A Modular Approach for Multimodal Summarization of TV Shows
This addresses the challenge of summarizing complex, multimodal TV content for AI applications, though it is incremental as it builds on existing methods with a modular design.
The paper tackles the problem of summarizing TV shows by introducing a modular approach that decomposes the task into specialized sub-tasks, resulting in higher quality summaries as measured by ROUGE and a new fact-based metric on the SummScreen3D dataset.
In this paper we address the task of summarizing television shows, which touches key areas in AI research: complex reasoning, multiple modalities, and long narratives.

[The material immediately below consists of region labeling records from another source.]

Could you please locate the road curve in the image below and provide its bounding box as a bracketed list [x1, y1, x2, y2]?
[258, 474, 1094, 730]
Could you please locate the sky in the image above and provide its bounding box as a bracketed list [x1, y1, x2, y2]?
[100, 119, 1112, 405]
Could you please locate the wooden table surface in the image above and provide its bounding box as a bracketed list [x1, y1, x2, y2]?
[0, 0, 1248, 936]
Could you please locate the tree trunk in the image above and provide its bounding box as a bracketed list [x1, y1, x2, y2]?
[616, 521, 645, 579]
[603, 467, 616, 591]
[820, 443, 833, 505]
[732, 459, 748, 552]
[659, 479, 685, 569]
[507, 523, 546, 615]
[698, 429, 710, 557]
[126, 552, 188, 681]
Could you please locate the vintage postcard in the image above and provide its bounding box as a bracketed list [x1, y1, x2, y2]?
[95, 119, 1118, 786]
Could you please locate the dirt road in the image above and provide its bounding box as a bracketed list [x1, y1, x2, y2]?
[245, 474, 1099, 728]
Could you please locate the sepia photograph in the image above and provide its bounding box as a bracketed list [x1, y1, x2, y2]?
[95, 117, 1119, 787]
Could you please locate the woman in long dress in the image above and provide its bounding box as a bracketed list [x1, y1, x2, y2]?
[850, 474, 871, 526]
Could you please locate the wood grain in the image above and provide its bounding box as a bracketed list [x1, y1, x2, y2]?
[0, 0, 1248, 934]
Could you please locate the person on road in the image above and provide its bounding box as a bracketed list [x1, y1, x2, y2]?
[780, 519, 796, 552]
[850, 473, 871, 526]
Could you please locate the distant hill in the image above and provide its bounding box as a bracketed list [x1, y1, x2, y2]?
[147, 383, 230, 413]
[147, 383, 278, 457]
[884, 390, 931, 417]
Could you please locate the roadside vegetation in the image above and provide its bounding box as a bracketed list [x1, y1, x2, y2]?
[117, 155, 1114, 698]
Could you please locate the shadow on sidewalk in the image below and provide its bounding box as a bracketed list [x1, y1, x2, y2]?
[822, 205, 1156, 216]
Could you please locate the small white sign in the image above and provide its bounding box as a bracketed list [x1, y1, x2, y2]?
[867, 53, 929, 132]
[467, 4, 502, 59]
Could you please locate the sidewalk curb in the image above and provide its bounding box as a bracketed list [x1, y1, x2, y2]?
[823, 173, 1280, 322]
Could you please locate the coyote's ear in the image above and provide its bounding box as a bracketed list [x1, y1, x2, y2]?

We present a modular approach where separate components perform specialized sub-tasks which we argue affords greater flexibility compared to end-to-end methods. Our modules involve detecting scene boundaries, reordering scenes so as to minimize the number of cuts between different events, converting visual information to text, summarizing the dialogue in each scene, and fusing the scene summaries into a final summary for the entire episode. We also present a new metric, PRISMA (Precision and Recall EvaluatIon of Summary FActs), to measure both precision and recall of generated summaries, which we decompose into atomic facts. Tested on the recently released SummScreen3D dataset, our method produces higher quality summaries than comparison models, as measured with ROUGE and our new fact-based metric, and as assessed by human evaluators.